Reach out to Jeremy Corbyn, Ken Livingstone and other politicians who have expressed support for Chávez and Maduro in the past. Put pressure on them to do the right thing and demand that the Venezuelan government respect human rights and democracy. Their voices might still carry some weight in Caracas.

4. Boycott

Don’t do business with companies owned by the Venezuelan government. If you are in the US, do not fill up at Citgo. Don’t help pay for the weapons, tear gas and riot gear that the armed forces and police use against peaceful protesters. Write letters to companies. Write to companies that are doing business with the Venezuelan government and demand that they stop supporting a dictatorship.
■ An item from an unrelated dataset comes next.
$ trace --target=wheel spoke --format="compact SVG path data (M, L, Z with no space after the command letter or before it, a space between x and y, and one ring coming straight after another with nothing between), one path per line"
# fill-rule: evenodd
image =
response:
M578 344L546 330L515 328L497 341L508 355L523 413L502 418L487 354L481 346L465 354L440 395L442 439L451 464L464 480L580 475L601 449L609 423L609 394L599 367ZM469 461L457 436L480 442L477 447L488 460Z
Most of these firms, such as Chevron or BP, are in the oil business so it’s likely their moral compass is not precisely attuned. But still remind them who they are in bed with.
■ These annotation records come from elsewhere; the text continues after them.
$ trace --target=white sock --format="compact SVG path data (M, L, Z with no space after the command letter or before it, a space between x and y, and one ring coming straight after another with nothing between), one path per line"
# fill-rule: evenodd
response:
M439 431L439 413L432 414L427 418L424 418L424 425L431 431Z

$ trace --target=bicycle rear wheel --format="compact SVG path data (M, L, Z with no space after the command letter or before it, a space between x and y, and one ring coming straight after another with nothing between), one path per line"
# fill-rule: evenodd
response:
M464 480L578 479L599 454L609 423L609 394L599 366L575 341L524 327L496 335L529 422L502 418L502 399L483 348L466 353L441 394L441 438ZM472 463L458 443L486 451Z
5. Put direct pressure on the Venezuelan government.

Write to their embassies to demand respect for human rights and democracy. Attend rallies near their embassies if possible. But be respectful always. Hate, intolerance, authoritarianism, violence and threats are the hallmarks of Chávez, Maduro and their allies. When you act like them, you become one of them.

6. Stay informed and choose your sources wisely

As in any conflict, one of the first casualties in the Venezuelan crisis has been the truth. Don’t believe everything you see on social media, and check that any story you share comes from a reputable news organisation. There are enough real instances of human rights violations being committed by the Venezuelan armed forces, so there is no need to repost unconfirmed videos or photos.

7. Don’t use the Venezuelan crisis to further your political arguments

There are real people getting killed or starving to death in Venezuela. You disrespect their memories when you use them to explain why the US should never have free healthcare, why the west should allow bankers to disrupt the world’s economy or, from the opposite view, how what’s happening in Venezuela is not “real socialism”.

8. Donate medicines and food to Venezuela

Do an online search for independent organisations that successfully send donations. They know how to avoid getting shipments confiscated by the corrupt military and customs officials.

9. Don’t be afraid to get involved

Standing up to injustice is not interventionism. I am not advocating a military invasion. I am asking you to help put economic and moral pressure on a dictatorship. The situation of Venezuela will ultimately be solved by Venezuelans. But international pressure will help.